Existe mesmo e pode ser vista. Levou daqui a elegância
a outros olhos, mas visita-me entre perturbações
do sono, passeando tão devagar
com uma serpente enrolada nos tornozelos,
abocanhando-lhe, mais acima, o sexo.
Tem envolvido no pescoço um colar de dentes arrancados
às noivas que até hoje fui entretendo com conversas
sobre o futuro, antes de lhe perder todo o interesse.
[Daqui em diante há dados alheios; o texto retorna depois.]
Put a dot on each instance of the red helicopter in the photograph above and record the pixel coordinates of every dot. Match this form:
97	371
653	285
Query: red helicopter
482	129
Assim me explico e a tantos versos. Naturalmente,
a rejeição é de longe o meu tema preferido.
Daí o sangue nos joelhos, na mesa
de cabeceira o revólver em cima do livro
que estiver a ler, balas das que assobiam para
o lado e veneno dos que matam com extrema
doçura. Os meus crimes até para mim estão a ficar
sem importância. Não durmo para seguir madrugadas,
espremo leite das sombras que me trazem, tenho
as pálpebras humedecidas de assaltos, sirenes,
fúrias venéreas e pássaros que contra elas se esmagam.
Tenho nos bolsos listas de palavras
para as quais procuro significado, artigos
de higiene e outros, além dos hotéis
com as melhores vistas
para o sórdido vazio que vai ajardinando
a minha relativa indisposição para a vida.


II.

Sei que acredito em alguma coisa,
qualquer coisa – que se pode começar
a escrever por uma mulher, esquecê-la noite após
noite e de dia não pensar em mais nada além
do que hão-de ser as epopeias do século XXI.
Imaginar o que pode nascer dos estilhaços mitológicos
cravados nas nossas deambulações e voos rasos
de uma livraria para um bar, num táxi
que nos devolve a cidade às quatro da manhã,
do quarto à cozinha, passando pela casa-de-banho
onde os olhos escorrem no espelho
e se desequilibram como frutos negros
na gaguez absurda que ali arvora.

Qualquer coisa me serve.
Acredito no dia seguinte – em sair da cama
feio como quem nasce de um pesadelo, mas
com uma vaidade
que podia dar vida a cem bibliotecas.
Acredito no que me apetecer.

Acredito que estamos juntos nisto. Logo
pela manhã os clássicos, com calma, vão uns
a seguir aos outros ao pequeno-almoço. Ao meio-dia
já demos conta dos românticos, parnasianos,
simbolistas e dentro de momentos seguem
os modernistas, este ou aquele surrealista menos
empenhado com aquilo,
e alguns dissidentes. Já almoçamos
com os beatnicks que de um abraço nos levam
para dar uma volta, lubrificar o espírito
e dançarmos descalços ao som de ventos marados,
nalgum jardim público. À tarde, para o lanche,
passamos num drive-in e vimos de lá
com sacos cheios desse fast food lírico
que engorda os nossos dias.

Só mais para a frente, com a noite,
vão chegando os convidados para jantar.
Uns trazem aperitivos e refrigerantes, saladas
e umas coisas mais light. Alguém
fez um arroz de pato à maneira, abrimos
uns tintos, falamos mais alto, zangamo-nos,
comemos a sobremesa em silêncio, depois vêm
os digestivos, whisky, brandy, e volta a ficar
tudo bem. Há um momento em que damos
por gastas as piadas e disparates, só então
começa a falar um de cada vez.
Tiramos umas notas, comparamos ideias,
vamos avançando com as primeiras noções
para pôr esta porra a mexer.

No fim, com as sobras, enchem-se uns tupperwares
e ainda redigimos uma acta. Aí começa por ler-se:
Outros sacudiram daqui o peso da rima e
o das sílabas contadas, talvez nos cumpra a nós
tirar de vez o açaime à besta, largá-la nas ruas
e deixar que morda, rasgue, estrafegue e fôda
tudo o que cheire a mijo, hesitação e medo.